One way to potentially make more money with commodity crops is to sell to niche markets. But how do you make a country’s commodity crop more valuable just because of its origin?
That’s a tricky one.
Now Brazilian ag leaders have taken the first steps to quantify higher value with a recent study on the greater protein content of a lot of their soybeans.
We started first
Pushing the soybean’s country of origin as a selling point is something that first started in the United States. Despite the impressive growth of niche markets, a group of farmers, researchers and traders wanted to make the U.S. flag stamped on commodity beans and products mean something special, the way some buyers abroad find Washington apples or U.S. frozen fries to be better.
Products that are sold based on origin, though, have to actually deliver something. Vidalia onions aren’t just sweet, they’re low-sulfur onions originally grown near Vidalia, Georgia, for example. Likewise, the Better Bean Initiative, started nearly 20 years ago, didn’t want to just say “Buy American” to foreign buyers: like Washington Apples, U.S. Potatoes and Vidalia Onions all offer not just a geography but real, measurable traits that stand behind the name.
But here comes Brazil
Mostly, foreign customers buy soybeans for the protein. Oh yeah, and also for the oil. A study by the Brazilian Ag Ministry’s Embrapa—a public ag research company—indicates that the average protein levels of Brazil’s 2014-15 through 2016-17 bean crops were about 2% higher than the U.S. crops of the same years.
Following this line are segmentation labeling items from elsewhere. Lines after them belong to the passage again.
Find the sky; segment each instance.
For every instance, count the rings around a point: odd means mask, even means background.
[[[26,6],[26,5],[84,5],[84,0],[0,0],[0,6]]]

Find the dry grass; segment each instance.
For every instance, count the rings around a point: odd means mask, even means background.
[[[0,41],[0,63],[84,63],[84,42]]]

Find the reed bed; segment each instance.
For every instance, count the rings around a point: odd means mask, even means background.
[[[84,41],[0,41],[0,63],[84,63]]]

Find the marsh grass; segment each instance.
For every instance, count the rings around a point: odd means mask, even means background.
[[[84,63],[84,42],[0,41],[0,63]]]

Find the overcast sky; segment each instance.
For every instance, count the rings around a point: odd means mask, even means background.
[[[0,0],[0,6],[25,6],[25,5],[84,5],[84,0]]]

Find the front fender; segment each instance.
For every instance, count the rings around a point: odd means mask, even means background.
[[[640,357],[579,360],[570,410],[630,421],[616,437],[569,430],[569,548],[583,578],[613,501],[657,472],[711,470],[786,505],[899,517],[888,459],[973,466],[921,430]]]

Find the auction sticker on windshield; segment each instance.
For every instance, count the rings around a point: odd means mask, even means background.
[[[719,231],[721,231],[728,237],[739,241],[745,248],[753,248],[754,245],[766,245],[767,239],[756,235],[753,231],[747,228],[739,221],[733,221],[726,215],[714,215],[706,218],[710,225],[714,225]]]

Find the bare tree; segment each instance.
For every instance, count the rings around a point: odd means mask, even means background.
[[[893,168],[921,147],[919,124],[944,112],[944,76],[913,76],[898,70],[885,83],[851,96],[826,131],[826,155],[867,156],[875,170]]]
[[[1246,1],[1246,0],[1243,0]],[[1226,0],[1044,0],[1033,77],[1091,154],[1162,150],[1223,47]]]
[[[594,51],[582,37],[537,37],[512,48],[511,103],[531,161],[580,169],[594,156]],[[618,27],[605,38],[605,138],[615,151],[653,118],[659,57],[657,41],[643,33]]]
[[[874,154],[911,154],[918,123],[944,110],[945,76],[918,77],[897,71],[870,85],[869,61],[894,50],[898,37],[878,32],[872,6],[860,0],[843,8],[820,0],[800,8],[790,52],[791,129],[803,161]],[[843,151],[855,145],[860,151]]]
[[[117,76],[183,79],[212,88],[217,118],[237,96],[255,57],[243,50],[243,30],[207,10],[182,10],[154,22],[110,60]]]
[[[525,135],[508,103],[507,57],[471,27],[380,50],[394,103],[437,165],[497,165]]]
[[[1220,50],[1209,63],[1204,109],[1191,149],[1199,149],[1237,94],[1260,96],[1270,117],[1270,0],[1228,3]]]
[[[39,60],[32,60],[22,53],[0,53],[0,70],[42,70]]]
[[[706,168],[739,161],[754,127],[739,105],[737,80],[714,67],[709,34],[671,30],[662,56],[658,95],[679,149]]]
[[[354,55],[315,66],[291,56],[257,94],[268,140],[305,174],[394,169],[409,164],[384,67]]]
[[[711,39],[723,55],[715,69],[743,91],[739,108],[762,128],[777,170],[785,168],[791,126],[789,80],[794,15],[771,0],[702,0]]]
So, for each ton of Brazilian beans the customer bought, she was getting 2% more protein out of it for animal feed.
“This study aims to start up the discussion of those aspects related to soybean quality so that the necessary valuation of qualitative traits can be made at the time of sale,” says Marcelo Hirakuri, an Embrapa economic analyst.
Now, let’s be clear: the study is no more than a baseline measurement of the South American country’s state-per-state baseline average protein contents, which seem to vary quite a bit. But it’s a first step on a long road toward pushing Brazilian beans as better each and every day, year and decade, despite any short-term issues (like, say, a given season’s weather issues) that can produce the occasional hiccup.
The opinions of the author are not necessarily those of Farm Futures or Farm Progress.